Read Mr and Mrs Darcy 02 Suspense & Sensibility Online

Authors: Carrie Bebris

Tags: #Read, #Jane Austen Fan Lit

Mr and Mrs Darcy 02 Suspense & Sensibility (19 page)

"I shall, thank you." His countenance took on a more
appropriate mien. "Will anyone else be of the party?"

"Only Mr. Darcy and his sister."

"I look forward to it."

"Splendid. Come round at the usual time."

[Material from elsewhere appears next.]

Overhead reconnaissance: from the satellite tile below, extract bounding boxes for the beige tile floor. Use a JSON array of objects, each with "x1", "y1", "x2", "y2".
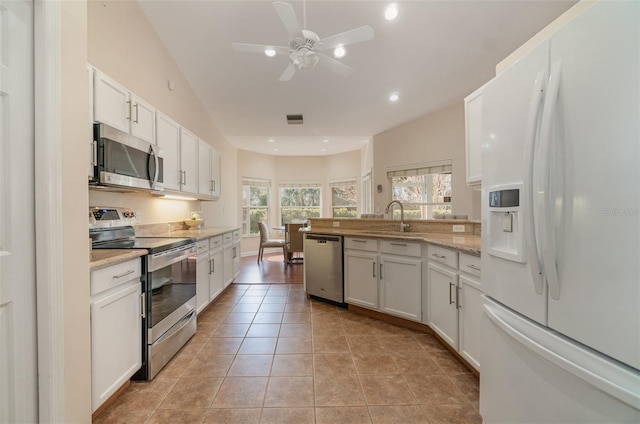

Mr. Dashwood arrived an hour later than anticipated. He acknowledged his
host and hostess with an odd blend of unnecessary formality for one who enjoyed
such intimate acquaintance with them, and excessive familiarity for a gentleman
who had not yet officially joined the family. He offered no excuse for his
tardiness, but his jovial mood suggested that a previous engagement with a
bottle of spirits might have contributed to the delay.

He greeted Kitty warmly - a little too warmly, in Darcy's opinion, even
for a man affianced. There were limits to what a gentleman ought to say to a
lady who was not yet his wife, especially in the hearing of others, and declaring
that the sight of her caused him to look forward to their upcoming nuptials
with "rising expectation" was beyond the bounds of decency. The
comment, fortunately, escaped the understanding of both Kitty and Georgiana -
so far as he could tell - but Elizabeth had immediately changed the subject.

Georgiana then, through no effort of her own, captured his attention.
Mr. Dashwood expressed delight at dining with two such beautiful ladies, and
enquired why no gentleman attended her this evening.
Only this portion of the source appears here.